Apple's Final Cut Pro
Apple Final Cut Pro is specifically for Mac users and does most of the same things Adobe Premiere does. Many people find this program to be more user friendly and it comes with great video transitions and intros right out of the box. The downside of Final Cut Pro is that you have to buy the whole program for $299.99 (at the time of this writing). Whereas Adobe has a subscription option that’s as low as $19.99/month if you only want Premiere Pro (at the time of this writing).
iPhone with iMovie
If you’re an iPhone user, chances are your phone came with a simple video editor already built in. Apple iMovie is one of the easiest video editors you can use if you’re filming directly on your phone. You can’t do complicated transitions or many of the things you can do on a more robust platform like Final Cut or Premiere Pro but it's fine for most people.
You can cut parts of the video out, apply simple transitions, intros/outros and add background music really easily to make your simple iPhone video stand out from the rest.
Any one of the above programs can work very well for all your video editing needs.
Our best advice is to keep it simple though. If you’re not a technical person, stay away from Premiere and Final Cut or find someone who already knows how to use the programs. Learning them isn’t necessarily super hard but it's taking time away from doing things you’re better at - like filming new videos and getting your message out there. A simple iMovie app or YouTube creator studio will suffice for creating great videos on your own as well.
One message is clear - video dominates on social.
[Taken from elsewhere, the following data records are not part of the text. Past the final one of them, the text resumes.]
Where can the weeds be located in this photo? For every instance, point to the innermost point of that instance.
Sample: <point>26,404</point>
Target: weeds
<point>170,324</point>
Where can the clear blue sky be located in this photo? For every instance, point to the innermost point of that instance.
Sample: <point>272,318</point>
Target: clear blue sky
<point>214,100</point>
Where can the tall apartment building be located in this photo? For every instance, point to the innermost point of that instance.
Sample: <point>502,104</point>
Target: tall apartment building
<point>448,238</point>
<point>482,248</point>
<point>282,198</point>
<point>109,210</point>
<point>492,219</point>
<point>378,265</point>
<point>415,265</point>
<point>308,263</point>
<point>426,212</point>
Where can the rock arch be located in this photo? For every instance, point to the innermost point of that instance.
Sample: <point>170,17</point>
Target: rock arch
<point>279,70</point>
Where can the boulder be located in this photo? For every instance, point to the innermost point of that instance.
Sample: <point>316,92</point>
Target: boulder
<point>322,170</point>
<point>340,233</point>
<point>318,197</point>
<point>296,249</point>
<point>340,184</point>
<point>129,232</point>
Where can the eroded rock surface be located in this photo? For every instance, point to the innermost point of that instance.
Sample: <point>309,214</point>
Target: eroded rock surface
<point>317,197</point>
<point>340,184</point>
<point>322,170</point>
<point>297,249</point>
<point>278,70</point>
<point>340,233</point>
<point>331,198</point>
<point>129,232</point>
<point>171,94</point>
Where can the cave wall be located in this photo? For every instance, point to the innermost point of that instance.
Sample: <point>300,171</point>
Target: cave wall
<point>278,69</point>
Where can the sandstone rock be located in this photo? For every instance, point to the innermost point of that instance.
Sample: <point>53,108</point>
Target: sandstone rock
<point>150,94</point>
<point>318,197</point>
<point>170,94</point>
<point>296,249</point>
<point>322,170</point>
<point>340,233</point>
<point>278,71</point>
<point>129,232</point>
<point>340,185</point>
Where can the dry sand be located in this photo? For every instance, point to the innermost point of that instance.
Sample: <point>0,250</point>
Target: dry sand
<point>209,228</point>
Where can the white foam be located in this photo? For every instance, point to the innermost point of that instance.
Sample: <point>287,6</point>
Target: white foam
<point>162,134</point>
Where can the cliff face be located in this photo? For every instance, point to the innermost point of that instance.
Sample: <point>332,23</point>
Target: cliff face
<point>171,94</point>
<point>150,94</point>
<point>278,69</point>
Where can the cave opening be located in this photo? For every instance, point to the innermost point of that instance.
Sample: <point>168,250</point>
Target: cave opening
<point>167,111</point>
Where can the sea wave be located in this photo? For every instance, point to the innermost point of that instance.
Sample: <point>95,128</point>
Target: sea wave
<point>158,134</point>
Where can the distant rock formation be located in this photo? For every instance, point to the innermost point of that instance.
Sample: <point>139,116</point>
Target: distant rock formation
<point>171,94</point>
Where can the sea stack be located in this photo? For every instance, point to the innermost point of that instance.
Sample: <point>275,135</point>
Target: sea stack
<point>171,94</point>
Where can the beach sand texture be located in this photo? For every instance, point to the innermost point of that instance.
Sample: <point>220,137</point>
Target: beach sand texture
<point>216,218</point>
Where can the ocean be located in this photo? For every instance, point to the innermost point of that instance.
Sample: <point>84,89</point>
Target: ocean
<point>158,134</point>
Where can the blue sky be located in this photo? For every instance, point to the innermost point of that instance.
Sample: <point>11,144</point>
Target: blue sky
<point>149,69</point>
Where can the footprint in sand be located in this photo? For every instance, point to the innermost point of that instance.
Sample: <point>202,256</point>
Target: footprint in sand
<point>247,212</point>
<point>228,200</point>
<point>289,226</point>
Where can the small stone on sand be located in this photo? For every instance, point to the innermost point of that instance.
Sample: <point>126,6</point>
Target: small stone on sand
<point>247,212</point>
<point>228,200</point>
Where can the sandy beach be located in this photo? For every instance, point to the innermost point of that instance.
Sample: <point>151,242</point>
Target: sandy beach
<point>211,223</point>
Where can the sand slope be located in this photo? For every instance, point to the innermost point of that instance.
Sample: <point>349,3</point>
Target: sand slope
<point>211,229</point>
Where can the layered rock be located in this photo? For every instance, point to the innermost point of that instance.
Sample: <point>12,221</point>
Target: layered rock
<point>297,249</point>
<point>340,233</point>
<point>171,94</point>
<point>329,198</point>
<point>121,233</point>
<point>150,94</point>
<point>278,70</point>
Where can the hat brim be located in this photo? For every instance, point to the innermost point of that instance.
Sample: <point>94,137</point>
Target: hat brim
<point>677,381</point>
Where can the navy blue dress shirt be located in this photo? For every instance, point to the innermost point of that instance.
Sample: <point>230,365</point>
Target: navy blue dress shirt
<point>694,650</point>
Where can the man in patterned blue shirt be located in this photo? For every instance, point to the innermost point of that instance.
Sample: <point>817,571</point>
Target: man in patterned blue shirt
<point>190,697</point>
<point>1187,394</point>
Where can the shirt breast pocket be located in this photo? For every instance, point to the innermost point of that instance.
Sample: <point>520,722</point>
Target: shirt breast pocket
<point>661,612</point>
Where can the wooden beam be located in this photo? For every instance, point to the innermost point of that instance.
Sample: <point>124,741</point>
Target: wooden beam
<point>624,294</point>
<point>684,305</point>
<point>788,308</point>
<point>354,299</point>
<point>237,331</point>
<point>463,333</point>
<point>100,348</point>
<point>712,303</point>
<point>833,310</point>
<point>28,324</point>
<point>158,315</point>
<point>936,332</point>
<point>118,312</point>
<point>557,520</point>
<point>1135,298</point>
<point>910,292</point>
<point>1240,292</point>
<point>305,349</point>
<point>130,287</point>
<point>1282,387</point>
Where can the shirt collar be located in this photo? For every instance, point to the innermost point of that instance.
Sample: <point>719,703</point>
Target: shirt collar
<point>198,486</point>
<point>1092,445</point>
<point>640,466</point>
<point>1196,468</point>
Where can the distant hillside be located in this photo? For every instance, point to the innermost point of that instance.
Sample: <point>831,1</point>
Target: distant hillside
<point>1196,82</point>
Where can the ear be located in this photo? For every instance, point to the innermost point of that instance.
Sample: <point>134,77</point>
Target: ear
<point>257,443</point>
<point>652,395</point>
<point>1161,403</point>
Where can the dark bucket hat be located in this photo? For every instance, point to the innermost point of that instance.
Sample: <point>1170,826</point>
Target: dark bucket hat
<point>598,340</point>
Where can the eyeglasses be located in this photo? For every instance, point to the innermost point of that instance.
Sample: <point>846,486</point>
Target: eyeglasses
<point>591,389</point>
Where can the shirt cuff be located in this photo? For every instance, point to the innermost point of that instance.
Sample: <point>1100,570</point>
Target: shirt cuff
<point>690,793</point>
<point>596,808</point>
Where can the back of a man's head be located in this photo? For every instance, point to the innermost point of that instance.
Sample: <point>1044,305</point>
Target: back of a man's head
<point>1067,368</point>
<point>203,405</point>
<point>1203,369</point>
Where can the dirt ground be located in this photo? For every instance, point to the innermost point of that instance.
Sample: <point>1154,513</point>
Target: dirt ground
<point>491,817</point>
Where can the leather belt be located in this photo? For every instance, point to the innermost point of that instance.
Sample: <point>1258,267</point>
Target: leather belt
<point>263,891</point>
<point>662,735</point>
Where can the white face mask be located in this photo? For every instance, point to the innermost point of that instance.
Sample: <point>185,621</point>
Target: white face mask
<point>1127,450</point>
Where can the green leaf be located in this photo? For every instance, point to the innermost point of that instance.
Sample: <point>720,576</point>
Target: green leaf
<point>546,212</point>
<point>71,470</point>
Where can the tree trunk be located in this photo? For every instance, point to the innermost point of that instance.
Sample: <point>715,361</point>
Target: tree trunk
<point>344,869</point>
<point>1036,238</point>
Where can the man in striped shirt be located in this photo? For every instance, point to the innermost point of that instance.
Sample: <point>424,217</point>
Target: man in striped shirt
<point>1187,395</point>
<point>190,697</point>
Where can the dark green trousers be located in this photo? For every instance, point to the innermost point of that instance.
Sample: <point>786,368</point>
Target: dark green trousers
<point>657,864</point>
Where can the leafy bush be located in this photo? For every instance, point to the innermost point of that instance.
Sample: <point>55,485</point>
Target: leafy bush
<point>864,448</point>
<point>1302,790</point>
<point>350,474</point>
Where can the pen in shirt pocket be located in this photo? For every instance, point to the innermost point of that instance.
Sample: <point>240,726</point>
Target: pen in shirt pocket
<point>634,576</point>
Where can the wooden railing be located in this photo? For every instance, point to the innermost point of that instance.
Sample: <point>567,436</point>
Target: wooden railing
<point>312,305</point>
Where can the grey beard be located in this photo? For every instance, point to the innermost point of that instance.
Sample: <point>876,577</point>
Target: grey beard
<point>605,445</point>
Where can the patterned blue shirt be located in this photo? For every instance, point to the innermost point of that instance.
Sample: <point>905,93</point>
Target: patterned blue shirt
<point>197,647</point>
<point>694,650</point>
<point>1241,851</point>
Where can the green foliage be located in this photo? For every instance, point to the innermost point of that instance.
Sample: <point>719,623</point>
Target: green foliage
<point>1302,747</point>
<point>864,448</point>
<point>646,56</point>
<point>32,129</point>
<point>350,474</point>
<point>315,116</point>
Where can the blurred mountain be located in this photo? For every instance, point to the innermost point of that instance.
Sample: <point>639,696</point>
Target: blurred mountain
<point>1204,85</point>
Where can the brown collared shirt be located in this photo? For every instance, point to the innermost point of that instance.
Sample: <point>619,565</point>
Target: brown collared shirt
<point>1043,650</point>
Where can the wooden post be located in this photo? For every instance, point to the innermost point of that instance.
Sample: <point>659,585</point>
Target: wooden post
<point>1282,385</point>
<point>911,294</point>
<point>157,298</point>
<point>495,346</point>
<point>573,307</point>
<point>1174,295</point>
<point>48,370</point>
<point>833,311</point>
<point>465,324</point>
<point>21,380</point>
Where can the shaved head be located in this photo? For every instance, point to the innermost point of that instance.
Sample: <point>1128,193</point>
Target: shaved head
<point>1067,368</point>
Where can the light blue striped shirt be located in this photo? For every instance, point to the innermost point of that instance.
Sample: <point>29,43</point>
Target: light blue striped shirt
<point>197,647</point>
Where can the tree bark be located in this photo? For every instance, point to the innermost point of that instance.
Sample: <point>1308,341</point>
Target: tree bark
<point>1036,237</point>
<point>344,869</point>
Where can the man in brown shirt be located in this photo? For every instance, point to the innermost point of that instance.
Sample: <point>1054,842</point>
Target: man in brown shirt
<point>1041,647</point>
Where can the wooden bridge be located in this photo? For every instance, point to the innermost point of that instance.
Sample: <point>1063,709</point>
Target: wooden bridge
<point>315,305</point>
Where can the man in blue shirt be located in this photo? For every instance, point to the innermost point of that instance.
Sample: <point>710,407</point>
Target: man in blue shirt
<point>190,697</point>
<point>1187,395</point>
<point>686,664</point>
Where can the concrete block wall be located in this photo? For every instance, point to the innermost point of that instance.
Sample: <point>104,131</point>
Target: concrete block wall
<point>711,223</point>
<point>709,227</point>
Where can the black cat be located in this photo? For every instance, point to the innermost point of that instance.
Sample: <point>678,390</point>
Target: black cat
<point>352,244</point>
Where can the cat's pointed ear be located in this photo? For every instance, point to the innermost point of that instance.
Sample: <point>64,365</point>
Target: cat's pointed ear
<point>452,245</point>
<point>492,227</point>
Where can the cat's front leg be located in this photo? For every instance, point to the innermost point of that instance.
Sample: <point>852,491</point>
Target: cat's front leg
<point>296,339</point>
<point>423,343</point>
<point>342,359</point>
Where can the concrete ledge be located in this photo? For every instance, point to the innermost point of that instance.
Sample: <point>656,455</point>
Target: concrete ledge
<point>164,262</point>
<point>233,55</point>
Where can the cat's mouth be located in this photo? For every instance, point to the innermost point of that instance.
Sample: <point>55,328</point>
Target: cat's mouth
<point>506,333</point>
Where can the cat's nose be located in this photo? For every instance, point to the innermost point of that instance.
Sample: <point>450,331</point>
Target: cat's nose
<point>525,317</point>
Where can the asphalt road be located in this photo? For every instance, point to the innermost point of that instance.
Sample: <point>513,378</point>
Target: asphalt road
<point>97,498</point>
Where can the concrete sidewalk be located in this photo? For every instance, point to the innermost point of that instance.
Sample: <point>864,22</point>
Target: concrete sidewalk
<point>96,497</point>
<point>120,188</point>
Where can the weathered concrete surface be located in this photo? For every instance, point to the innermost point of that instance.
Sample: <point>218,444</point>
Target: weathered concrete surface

And if you’re not using it now, you may get left behind in the future.
To leverage video in your business and build a social following, consider jumping on a Facebook live once or twice a week. It doesn’t have to be daily but once you start, you should try to be as consistent as possible.
If you prefer filming your videos ahead of time so you can repurpose your content for more engagement and traffic, consider uploading to YouTube and then sharing on your other platforms (consistency also matters here). Once you build up a base of several dozen videos, you’ll likely begin noticing consistent traffic to your site and subscribers to your channel.